Beatrice Bocci (born 8 April 1970) is an Italian showgirl, beauty pageant winner and television presenter. In 1994 she was crowned Miss Tuscany and later placed first runner-up at Miss Italia 1994. She has hosted the shows Su le mani and Va ora in onda both on RAI 1.

==Biography==
She became known to the general public in 1994 when, already married and the mother of a little girl, she first won the title of Miss Tuscany and then, at the final of Miss Italy 1994 in Salsomaggiore Terme, came in second place, behind Alessandra Meloni. In the following months she worked in fashion as a model (she participated in the Rome fashion show in Piazza di Spagna) and then made her debut in dance and theater under Tonino Viviani. Later she became a TV host first on Rai 1 with La Rai che vedrai and then with Granfesta and Stadium on the Tuscan broadcaster Canale 10, directed by Franco Boldrini. In the following years she participated in two Rai 1 summer programs, Su le mani (in 1996) and Va ora in onda (in 1997), both by Carlo Conti.

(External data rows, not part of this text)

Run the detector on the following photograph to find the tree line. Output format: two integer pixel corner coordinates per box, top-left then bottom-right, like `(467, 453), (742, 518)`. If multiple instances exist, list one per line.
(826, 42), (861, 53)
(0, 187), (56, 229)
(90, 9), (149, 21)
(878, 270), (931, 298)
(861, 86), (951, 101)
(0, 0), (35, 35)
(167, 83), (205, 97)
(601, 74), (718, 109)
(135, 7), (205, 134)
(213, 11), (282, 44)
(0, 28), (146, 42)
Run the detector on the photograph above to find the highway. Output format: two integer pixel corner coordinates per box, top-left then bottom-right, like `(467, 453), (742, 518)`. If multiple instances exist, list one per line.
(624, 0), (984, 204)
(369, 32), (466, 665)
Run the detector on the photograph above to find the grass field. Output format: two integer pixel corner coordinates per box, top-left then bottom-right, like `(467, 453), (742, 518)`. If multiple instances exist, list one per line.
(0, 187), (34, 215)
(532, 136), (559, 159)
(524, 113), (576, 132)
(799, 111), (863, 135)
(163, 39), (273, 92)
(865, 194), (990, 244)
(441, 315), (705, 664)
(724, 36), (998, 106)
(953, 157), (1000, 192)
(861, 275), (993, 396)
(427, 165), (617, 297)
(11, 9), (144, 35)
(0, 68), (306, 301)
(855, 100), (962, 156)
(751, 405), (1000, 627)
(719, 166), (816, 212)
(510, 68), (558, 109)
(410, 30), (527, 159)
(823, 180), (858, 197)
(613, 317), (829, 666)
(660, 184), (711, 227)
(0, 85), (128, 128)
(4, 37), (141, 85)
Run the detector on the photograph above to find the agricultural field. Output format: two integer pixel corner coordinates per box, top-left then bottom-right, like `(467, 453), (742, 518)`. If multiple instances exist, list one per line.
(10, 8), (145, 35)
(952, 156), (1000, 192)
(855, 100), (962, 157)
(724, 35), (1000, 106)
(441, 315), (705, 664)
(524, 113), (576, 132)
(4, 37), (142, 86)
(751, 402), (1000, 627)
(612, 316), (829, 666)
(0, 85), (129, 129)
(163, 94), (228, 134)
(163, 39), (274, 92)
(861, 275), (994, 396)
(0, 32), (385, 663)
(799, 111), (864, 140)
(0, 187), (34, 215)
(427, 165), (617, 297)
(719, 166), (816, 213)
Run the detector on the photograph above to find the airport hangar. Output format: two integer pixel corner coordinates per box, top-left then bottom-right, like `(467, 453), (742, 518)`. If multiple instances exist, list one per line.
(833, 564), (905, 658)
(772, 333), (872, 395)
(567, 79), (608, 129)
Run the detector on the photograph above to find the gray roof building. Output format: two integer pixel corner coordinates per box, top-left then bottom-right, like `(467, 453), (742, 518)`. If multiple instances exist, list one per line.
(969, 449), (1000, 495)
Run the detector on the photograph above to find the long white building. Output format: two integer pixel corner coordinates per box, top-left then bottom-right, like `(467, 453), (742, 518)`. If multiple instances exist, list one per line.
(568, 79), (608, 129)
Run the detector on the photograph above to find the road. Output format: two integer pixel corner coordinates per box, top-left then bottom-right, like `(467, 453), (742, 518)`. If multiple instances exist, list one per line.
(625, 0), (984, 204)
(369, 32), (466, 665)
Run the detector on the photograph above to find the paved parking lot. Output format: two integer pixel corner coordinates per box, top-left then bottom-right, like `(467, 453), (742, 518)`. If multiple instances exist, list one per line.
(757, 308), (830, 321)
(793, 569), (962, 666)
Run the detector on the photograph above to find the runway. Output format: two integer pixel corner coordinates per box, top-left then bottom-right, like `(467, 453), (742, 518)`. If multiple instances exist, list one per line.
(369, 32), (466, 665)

1997 was an important year for her both on a professional level, as she presented the summer previews of Miss Italia 1997 on Rai 1 and starred in a television commercial for the Vodafone Italy telephone company, and on an emotional level, as she met anchorman Alessandro Greco (a namesake of her ex-husband), by whom she later had a son, Lorenzo. She has also had some acting experience, participating in Linda e il brigadiere and the TV show Un medico in famiglia, in which she plays Elena Solari, a character who appears in the first three seasons (1998-2003) in some VHS watched by the main characters, and also is seen sporadically in photographs in later seasons.

In the 2003-2004 television season he co-hosts with Alessandro Greco the culinary program Sale e pepe...q.b., aired for seventy-five episodes on the satellite channel Alice (in the Sky circuit). In the fall of 2005 he took part as a contestant in the second edition of the reality show La talpa, hosted by Paola Perego on Italia 1, reaching the final and finishing in third place. In 2006, she joined the cast of Verissimo (TV series) as a regular columnist in the space called Big Brother Trial, dedicated to analyzing the episodes of the sixth edition of Grande Fratello.

Since 2007 she has been back on the Alice channel where she hosts the program Dolci & Delizie together with pastry chef Valentina Gigli.

In 2011, she presented an episode of the program Una giornata particolare a spasso con le Miss, a preview of Miss Italia 2011. On December 26, 2018, she hosts the 14th edition of the In Memory of John Paul II award on Rai 1 in the second evening. In 2019, she published her first book, entitled Ho scelto Gesù. An Infinite Love Story, written together with her husband Alessandro Greco.